I am using existing index as input and enriching it with the data from SQL server. This enriching process needs to run weekly for now. Currently I am loading past 10 days, but that cause duplicate. Preformatted textI am looking for a way for Logstash to know the last timestamp, so enriching process can start from there.

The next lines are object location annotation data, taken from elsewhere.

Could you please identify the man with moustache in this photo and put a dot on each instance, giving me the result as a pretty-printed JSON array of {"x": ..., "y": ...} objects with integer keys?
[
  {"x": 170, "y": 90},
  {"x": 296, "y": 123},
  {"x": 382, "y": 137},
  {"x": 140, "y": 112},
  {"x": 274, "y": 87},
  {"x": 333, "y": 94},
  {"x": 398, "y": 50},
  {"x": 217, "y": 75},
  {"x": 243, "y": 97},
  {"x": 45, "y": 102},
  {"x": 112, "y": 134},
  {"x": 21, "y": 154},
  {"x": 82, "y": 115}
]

Is there way to have it as parameter and save locally?

input {
  elasticsearch {
hosts => ["https://eq.a.am:9200"]
user => "logstash_internal"
password => "pasword"
index => "log-nnnnn-*"

query => '{
  "query": {
    "bool": {
     "must": [{"exists": {"field": "Properties.LoginName"}},
      {"range":{"Timestamp":{"gte":"now-10d"}}}
     ]
    }
  }
}'
  }
}
filter {
 jdbc_static {
loaders => [
  {
    id => "remote-nnnnn-users"
    query => "SELECT  username,offices,usertype,firstname,lastname FROM users"
    local_table => "localnnnnnusers"
  }
]
local_db_objects => [
  {
    name => "localnnnnnusers"
    index_columns => ["username"]
    columns => [
      ["username", "varchar(200)"],
      ["Offices", "varchar(200)"],
      ["usertype", "varchar(200)"],
      ["firstname", "varchar(200)"],
      ["lastname", "varchar(200)"]
    ]
  }
]
local_lookups => [
  {
    id => "local-users"
    query => "SELECT offices ,usertype ,firstname ,lastname FROM localnnnnnusers where username = :username"
    parameters => {username => "[Properties][LoginName]"}
    target => "userinformation"
  }
]
staging_directory => "/tmp/logstash/jdbc_static/import_data"
loader_schedule => "*/30 * * * *"
jdbc_user => "Auser"
jdbc_password => "password"
jdbc_driver_class => "com.microsoft.sqlserver.jdbc.SQLServerDriver"
jdbc_driver_library => "/usr/share/logstash/logstash-core/lib/jars/mssql-jdbc-8.2.2.jre8.jar"
jdbc_connection_string => "jdbc:sqlserver://l.a.am:1433;databaseName=P;integratedSecurity=false;"
  }
}


output {
  elasticsearch {
hosts => ["https://e.a.am:9200"]
cacert => "/etc/logstash/certs/e.crt"
user => "logstash_w"
password => "pasword"

index => "log-nnnnnwithusers-%{+YYYY.MM.dd}"
  }

}

There is an open issue for an enhancement to the input to support maintaining state like a jdbc input. It does not currently do so.

If you can identify fields that uniquely identify a document in the source then you can use a fingerprint filter to generate an id

fingerprint {
    method => "SHA256"
    source => [ "someField", "anotherField" ]
    concatenate_sources => true
    target => "[@metadata][id]"
}

and then in the output use

document_id => "%{[@metadata][id]}"

You will still process some events twice, but at least the new document will overwrite the old, it will not result in a duplicate.

Badger,

Thanks for the quick reply. Since input is the index, I can use document_id of the original index. Do I need to define that in fingerprint?

I changed output to below, but output index has %{[@metadata][_id]} as _id, what did I do wrong?

output {
  elasticsearch {
hosts => ["https://e.a.am:9200"]
cacert => "/etc/logstash/certs/e.crt"
user => "logstash_w"
password => "pasword"

document_id => "%{[@metadata][_id]}"
index => "log-nnnnnwithusers-%{+YYYY.MM.dd}"
  }
}

Thanks in advance

If your documents already have a unique id then you do not need to use a fingerprint filter (the only reason to do so would be if the unique id is extremely long, and a hash would be shorter).

You can pass that unique id to the document_id option using a sprintf reference.

This topic was automatically closed 28 days after the last reply. New replies are no longer allowed.